Rich, who began her job Dec. 14, got her start in municipal government four years ago, working in economic development in Ohio. She returned to school to get her master's in public administration at the urging of her former boss, whom she said inspired her.
Although much of her recent work has been in figuring out the differences between municipal law in Pennsylvania as opposed to Ohio, Rich said she has some goals for her first year in the position. One goal, she said, would be to promote access to information, perhaps by expanding the township's website or by using social media.
“I would further like to promote public participation in our municipality,” Rich said. “We're having some success with our virtual meetings because of COVID, so people who didn't come to the building (for township meetings) before are hopping on to the computer and attending that way.”
While the meetings are held online-only due to the pandemic, Rich said she wants to see some way for residents to join remotely when the meetings return to in-person events.
Public participation can be an asset in many cases, she said, such as in contributing to the township's decade-long comprehensive plan. “Lancaster started the Vision 2030 plan before I came on board,” Rich said. “It was put on hold due to COVID, but we would like to pick up where we left off with public input sessions.”
Although Rich would like to see more public participation, she acknowledged it's already an asset to the community and in its planning for the future.
“I think their strength is the people have a clear consensus on what they want to see. Our strength is that there is public participation and we can work together,” she said. “Everyone works together very well, so we will be able to achieve what people have said in public input sessions already and, hopefully, we'll be able to achieve them sooner rather than later.”

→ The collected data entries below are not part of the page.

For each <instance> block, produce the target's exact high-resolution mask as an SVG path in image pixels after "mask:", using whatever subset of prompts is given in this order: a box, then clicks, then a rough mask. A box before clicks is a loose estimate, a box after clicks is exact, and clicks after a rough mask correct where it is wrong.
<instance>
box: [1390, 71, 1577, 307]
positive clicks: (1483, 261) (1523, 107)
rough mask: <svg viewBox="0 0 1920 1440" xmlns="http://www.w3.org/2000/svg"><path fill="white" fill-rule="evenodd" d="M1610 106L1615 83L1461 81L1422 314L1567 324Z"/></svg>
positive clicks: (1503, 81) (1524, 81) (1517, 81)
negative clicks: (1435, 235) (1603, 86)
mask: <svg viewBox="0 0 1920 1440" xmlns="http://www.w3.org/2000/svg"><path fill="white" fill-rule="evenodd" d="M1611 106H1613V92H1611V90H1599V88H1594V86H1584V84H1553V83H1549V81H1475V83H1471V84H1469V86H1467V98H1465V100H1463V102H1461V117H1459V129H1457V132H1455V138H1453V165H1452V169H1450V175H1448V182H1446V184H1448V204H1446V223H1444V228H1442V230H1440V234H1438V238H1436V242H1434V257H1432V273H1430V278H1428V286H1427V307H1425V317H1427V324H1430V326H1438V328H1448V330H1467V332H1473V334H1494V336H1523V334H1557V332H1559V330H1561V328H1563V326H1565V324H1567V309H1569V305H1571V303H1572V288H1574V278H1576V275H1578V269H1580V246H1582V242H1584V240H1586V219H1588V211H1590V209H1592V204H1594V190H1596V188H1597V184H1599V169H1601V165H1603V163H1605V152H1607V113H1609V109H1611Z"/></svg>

Rich noted she was recently inspired by the career of Cranberry Township manager Jerry Andree, who will retire next week after 30 years in the position. She said Andree's stewardship of the township during its rapid growth — and in its subsequent growing pains — made her want to be, in a similar way, a lodestar of sorts for a municipality.
While Lancaster isn't in the same place as Cranberry three decades ago, and its residents aren't quite as on board with the idea of rapid development, Rich said the potential for township expansion is still there.
“I feel like their strength is that they're growing. They're on the precipice. There's a lot of residential development, a lot of people coming into the area,” she said. “My main goal is just to do my job well and serve my staff and the residents of Lancaster to the best of my ability.”